Erdogan cancelled his trip to the western German town of Bochum after a Turkish military helicopter crashed into a house in Afghanistan killing at least 12 Turkish soldiers and five people on the ground, including two children.
Yet police said on Saturday morning they were still expecting tens of thousands of people to demonstrate against the awarding of the Steiger Award for Europe to Erdogan. The prize was to be given to him as a representative of the Turkish people for "50 years of German-Turkish friendship."
But those still set to take to Bochum's streets on Saturday include German Armenians, Kurds and Alevis, who have called the award a “slap in the face for all minorities in Turkey,” according to a statement from Germany's Alevi Community. Seven separate demonstrations have been registered with the police, and are still expected to take place.

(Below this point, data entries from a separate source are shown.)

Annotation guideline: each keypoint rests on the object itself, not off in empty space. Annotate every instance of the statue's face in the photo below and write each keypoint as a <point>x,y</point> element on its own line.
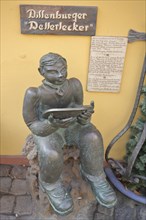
<point>55,74</point>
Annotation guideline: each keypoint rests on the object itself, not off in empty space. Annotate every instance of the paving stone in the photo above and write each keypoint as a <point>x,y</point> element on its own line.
<point>106,211</point>
<point>30,217</point>
<point>19,172</point>
<point>23,205</point>
<point>99,216</point>
<point>7,217</point>
<point>5,184</point>
<point>19,187</point>
<point>124,212</point>
<point>87,212</point>
<point>4,170</point>
<point>7,204</point>
<point>141,213</point>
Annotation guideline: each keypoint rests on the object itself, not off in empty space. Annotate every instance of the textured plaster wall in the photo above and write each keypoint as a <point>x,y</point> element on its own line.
<point>19,62</point>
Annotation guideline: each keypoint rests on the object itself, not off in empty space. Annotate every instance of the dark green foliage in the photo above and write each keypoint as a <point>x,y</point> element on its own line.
<point>139,167</point>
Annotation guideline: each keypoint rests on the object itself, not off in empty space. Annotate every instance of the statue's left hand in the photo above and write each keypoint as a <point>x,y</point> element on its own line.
<point>84,118</point>
<point>61,123</point>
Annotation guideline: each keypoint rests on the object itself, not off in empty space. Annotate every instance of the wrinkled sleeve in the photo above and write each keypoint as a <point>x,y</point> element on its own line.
<point>31,115</point>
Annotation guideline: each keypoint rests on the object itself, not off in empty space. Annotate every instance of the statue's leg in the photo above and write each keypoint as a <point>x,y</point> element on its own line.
<point>50,155</point>
<point>92,157</point>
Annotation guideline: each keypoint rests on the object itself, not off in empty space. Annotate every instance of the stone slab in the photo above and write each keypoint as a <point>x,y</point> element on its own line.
<point>23,205</point>
<point>4,170</point>
<point>19,187</point>
<point>5,184</point>
<point>7,204</point>
<point>124,212</point>
<point>7,217</point>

Other people set to receive prizes include Queen Silvia of Sweden for her charity work, former German President Horst Köhler under the category “tolerance,” and even rock legend Lou Reed for his music.
Gerhard Schröder had been booked to deliver Erdogan's laudation at the ceremony. In an open letter, writer Ralph Giordano criticised the former German chancellor for agreeing to speak. He said should not support the Turkish prime minister as long as Erdogan refuses to recognise the 1915-6 genocide of the Armenians.